Multi-step electrochemistry enables decoupling of the recording interface in contact with the neuronal tissue from the material properties of the wires and their limitations. This may allow usage of core compositions with further improved wetting capabilities which are needed to manufacture thinner fibres. NanoAu deposition could then restore the contact surface area and electrochemical compatibility, and, in tandem with IrOx deposition, provide a low impedance electrode–electrolyte interface despite sub-micrometre core diameters. In fact, microwire modification with an inert metal such as the nanoAu enables access to a diverse set of impedance reducing strategies with materials such as polymers, carbonaceous or hybrid materials. Furthermore, nanoAu or functionalisation with other inert metals are compatible with a wide range of possible biofunctionalization strategies, to detect e.g. pH [66], catecholamines [67], or genetic material [68]. Finally, through multi-step electrochemistry we have created high rugosity surfaces in combination with a reversible redox couple at the electrode-tissue interface, resulting in an attractive and stable substrate for microstimulation purposes.

The limited tissue disturbance allowed us to record single units on several adjacent jULIEs (figure 3(g)), even when the electrodes were axially inserted and retracted multiple times (figure 3(f)).
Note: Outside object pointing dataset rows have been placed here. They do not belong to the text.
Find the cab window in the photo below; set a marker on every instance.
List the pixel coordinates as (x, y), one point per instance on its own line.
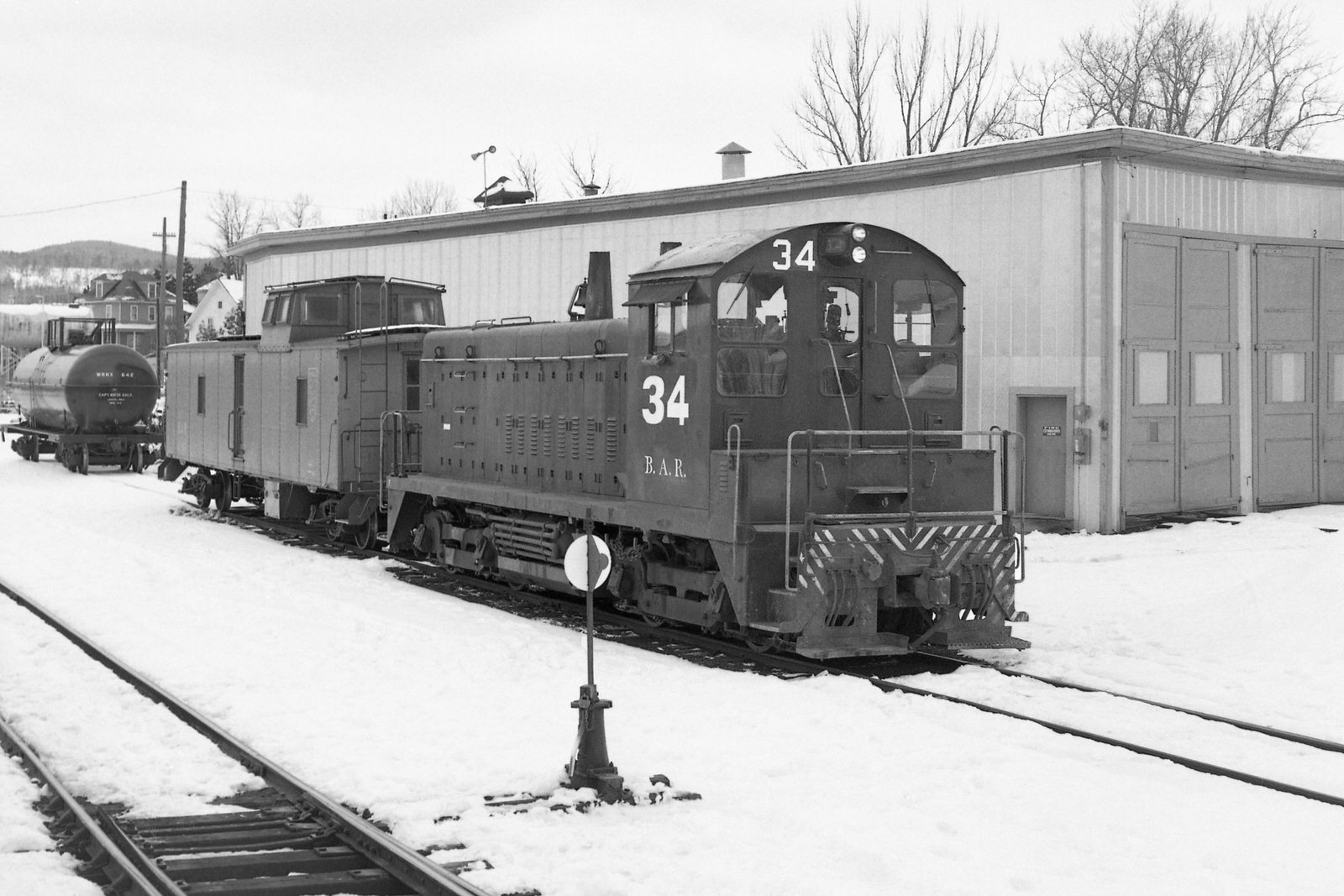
(669, 328)
(925, 317)
(839, 315)
(752, 308)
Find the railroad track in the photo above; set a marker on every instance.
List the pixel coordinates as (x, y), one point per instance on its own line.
(716, 652)
(286, 840)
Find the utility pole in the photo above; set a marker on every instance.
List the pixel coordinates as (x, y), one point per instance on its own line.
(181, 255)
(159, 316)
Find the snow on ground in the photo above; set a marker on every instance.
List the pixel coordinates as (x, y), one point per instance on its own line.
(414, 705)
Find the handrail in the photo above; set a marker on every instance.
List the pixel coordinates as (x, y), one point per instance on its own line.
(736, 453)
(400, 464)
(528, 359)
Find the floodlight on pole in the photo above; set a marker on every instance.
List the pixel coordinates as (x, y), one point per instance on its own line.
(486, 201)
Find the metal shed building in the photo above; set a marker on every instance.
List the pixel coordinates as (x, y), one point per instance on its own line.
(1163, 318)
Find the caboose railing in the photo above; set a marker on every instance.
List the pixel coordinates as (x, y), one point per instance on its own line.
(396, 456)
(803, 446)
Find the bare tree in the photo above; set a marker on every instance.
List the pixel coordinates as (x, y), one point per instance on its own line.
(234, 219)
(837, 107)
(1035, 102)
(1179, 73)
(528, 172)
(945, 94)
(585, 175)
(417, 197)
(302, 212)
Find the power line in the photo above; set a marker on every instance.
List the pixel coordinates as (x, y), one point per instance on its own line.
(97, 202)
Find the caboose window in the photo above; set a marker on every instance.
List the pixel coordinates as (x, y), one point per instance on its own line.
(412, 382)
(752, 308)
(669, 328)
(322, 309)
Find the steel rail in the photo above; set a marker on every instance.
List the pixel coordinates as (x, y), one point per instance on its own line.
(124, 872)
(799, 665)
(1292, 736)
(1124, 745)
(393, 856)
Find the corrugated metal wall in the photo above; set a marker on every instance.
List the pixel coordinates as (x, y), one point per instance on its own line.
(1018, 241)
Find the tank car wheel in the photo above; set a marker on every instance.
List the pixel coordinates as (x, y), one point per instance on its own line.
(366, 537)
(759, 642)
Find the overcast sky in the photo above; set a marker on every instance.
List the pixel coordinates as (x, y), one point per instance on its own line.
(102, 101)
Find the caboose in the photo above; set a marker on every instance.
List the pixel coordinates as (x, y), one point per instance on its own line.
(772, 445)
(306, 418)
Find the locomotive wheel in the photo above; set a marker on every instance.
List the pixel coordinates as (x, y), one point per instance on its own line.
(366, 537)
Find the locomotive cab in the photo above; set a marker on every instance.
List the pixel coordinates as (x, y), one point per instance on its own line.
(806, 389)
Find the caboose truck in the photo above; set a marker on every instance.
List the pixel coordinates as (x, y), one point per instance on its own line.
(85, 398)
(772, 445)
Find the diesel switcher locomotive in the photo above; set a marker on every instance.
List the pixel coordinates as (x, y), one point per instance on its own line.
(770, 443)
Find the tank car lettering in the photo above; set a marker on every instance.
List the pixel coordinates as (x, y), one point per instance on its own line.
(669, 468)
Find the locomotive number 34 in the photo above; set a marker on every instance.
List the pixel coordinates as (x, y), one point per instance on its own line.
(674, 407)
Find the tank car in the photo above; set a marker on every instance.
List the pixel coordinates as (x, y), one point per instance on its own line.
(306, 417)
(770, 443)
(85, 398)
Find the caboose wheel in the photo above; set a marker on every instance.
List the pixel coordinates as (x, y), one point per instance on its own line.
(366, 537)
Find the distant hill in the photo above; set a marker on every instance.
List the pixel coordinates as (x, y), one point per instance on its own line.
(87, 253)
(60, 273)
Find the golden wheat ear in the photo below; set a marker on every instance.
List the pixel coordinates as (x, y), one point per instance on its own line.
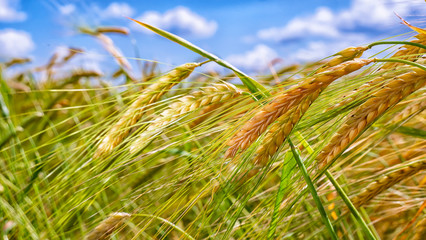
(217, 93)
(151, 94)
(295, 100)
(405, 170)
(360, 118)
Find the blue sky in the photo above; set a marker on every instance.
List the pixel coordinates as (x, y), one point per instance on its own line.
(249, 34)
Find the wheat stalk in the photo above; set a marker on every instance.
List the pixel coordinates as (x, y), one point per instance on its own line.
(405, 170)
(420, 230)
(411, 109)
(287, 101)
(208, 95)
(107, 227)
(356, 122)
(407, 52)
(149, 95)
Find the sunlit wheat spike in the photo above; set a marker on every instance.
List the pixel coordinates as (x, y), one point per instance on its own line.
(356, 122)
(366, 88)
(204, 114)
(208, 95)
(405, 170)
(416, 107)
(346, 54)
(420, 230)
(107, 227)
(288, 100)
(135, 111)
(280, 129)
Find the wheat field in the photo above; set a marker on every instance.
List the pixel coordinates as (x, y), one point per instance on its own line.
(333, 149)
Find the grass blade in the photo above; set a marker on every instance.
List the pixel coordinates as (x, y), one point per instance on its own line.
(314, 193)
(256, 88)
(350, 206)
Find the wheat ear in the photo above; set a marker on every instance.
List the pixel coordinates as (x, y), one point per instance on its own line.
(208, 95)
(361, 117)
(411, 109)
(388, 180)
(287, 101)
(107, 227)
(407, 52)
(420, 231)
(148, 96)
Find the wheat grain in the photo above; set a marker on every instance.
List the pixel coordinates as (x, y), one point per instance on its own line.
(361, 117)
(288, 100)
(420, 230)
(407, 52)
(149, 95)
(405, 170)
(411, 109)
(208, 95)
(107, 227)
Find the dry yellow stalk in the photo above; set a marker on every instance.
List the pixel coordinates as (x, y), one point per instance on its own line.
(345, 55)
(411, 109)
(361, 117)
(407, 52)
(204, 114)
(287, 101)
(107, 227)
(208, 95)
(149, 95)
(369, 86)
(420, 230)
(406, 170)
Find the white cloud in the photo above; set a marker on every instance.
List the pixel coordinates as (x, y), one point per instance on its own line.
(319, 24)
(118, 10)
(325, 23)
(90, 60)
(67, 9)
(256, 59)
(181, 21)
(9, 12)
(15, 43)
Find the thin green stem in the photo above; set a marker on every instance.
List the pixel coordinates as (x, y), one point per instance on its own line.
(256, 88)
(350, 206)
(166, 221)
(314, 193)
(397, 42)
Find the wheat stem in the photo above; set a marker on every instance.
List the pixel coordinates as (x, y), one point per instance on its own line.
(383, 183)
(209, 95)
(314, 193)
(107, 227)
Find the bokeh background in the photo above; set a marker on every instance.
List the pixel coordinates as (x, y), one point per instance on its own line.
(251, 34)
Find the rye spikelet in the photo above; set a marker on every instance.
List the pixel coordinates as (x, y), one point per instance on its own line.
(208, 95)
(290, 100)
(388, 180)
(204, 114)
(411, 109)
(407, 52)
(345, 55)
(361, 117)
(149, 95)
(107, 227)
(420, 230)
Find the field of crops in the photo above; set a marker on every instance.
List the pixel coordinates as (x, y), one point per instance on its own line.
(333, 149)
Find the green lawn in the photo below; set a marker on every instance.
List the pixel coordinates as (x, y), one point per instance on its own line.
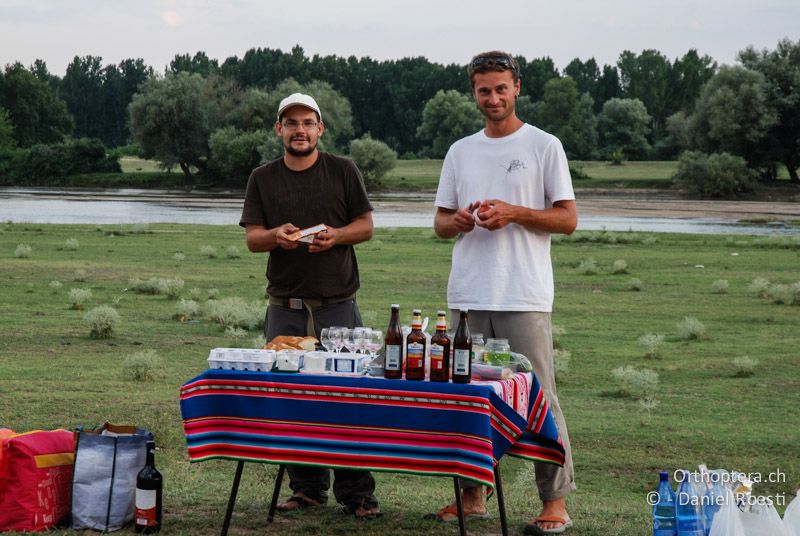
(52, 374)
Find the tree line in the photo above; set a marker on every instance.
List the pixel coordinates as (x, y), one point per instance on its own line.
(645, 106)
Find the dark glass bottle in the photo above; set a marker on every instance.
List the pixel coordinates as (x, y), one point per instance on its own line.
(415, 349)
(440, 350)
(393, 365)
(147, 519)
(462, 351)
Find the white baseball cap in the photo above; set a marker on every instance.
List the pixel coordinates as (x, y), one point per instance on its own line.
(298, 99)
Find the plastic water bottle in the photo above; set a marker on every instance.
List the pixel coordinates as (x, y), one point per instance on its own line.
(664, 520)
(689, 509)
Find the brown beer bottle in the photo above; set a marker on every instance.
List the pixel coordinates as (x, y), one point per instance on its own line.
(440, 350)
(393, 365)
(462, 351)
(415, 349)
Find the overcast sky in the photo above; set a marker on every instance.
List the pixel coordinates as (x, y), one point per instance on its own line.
(443, 31)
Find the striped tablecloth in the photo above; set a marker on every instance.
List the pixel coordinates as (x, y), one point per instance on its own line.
(369, 423)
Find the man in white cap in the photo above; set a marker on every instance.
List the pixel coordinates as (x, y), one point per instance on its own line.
(310, 285)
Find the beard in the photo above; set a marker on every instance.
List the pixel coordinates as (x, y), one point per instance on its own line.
(299, 152)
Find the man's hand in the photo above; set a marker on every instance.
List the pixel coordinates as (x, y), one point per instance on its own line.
(497, 215)
(324, 240)
(282, 236)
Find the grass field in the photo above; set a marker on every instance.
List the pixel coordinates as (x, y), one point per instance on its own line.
(52, 374)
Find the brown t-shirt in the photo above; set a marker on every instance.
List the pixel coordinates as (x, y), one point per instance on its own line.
(331, 192)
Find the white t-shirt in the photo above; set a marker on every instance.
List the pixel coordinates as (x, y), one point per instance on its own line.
(508, 269)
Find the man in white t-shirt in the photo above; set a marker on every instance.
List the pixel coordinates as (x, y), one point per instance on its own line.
(502, 192)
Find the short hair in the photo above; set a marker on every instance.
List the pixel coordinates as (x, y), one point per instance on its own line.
(493, 61)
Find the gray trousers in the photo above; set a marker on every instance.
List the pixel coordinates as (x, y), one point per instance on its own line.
(531, 334)
(350, 488)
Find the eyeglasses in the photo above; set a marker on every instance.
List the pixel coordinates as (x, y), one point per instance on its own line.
(503, 61)
(292, 125)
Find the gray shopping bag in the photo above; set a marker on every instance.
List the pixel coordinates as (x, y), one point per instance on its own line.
(107, 461)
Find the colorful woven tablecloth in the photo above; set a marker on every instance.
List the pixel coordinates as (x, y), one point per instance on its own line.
(368, 423)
In combination with the flexibility of geometric custom arrangement of recording sites, this could be used to tailor probe arrays for optimal unit isolation, maximizing unit yield.

For understanding the brain, recording and stimulation in three dimensions at high speed, and at a large, distributed scale is critical. Various imaging, electrical or genetic approaches are available, each challenged by particular limitations of scalability [69]. Currently, the technologies that not only might be closest to that goal but are also applicable to clinical challenges are electrical recording and stimulation techniques. Unlike planar probes, which are limited to a distribution of sites along a vertical axis, jULIEs probes, due to the minimal shank size, can be shaped to cover any distribution of sites. This can be highly advantageous in many experimental situations as demonstrated by the various recording use-cases here. While modern silicon probes are considered minimally disturbing to the tissue, and multiple shank recordings are possible, their cross-sectional area (e.g. 1680 µm² for the cutting-edge Neuropixel 2.0 probes) is still significantly larger than 20 µm microwires (314 µm² per wire), which means that when recording from planarly distributed cell populations, the jULIEs probes have advantages. We consider the two approaches complementary, which should be considered in every recording scenario.

Here, we introduce jULIE probes that combine low invasiveness with high-quality electrical recording and stimulation, thus offering a platform for interfacing with brain activity at brain-wide scale with single-cell resolution.

Data availability statement

The data generated and/or analysed during the current study are not publicly available for legal/ethical reasons but are available from the corresponding author on reasonable request.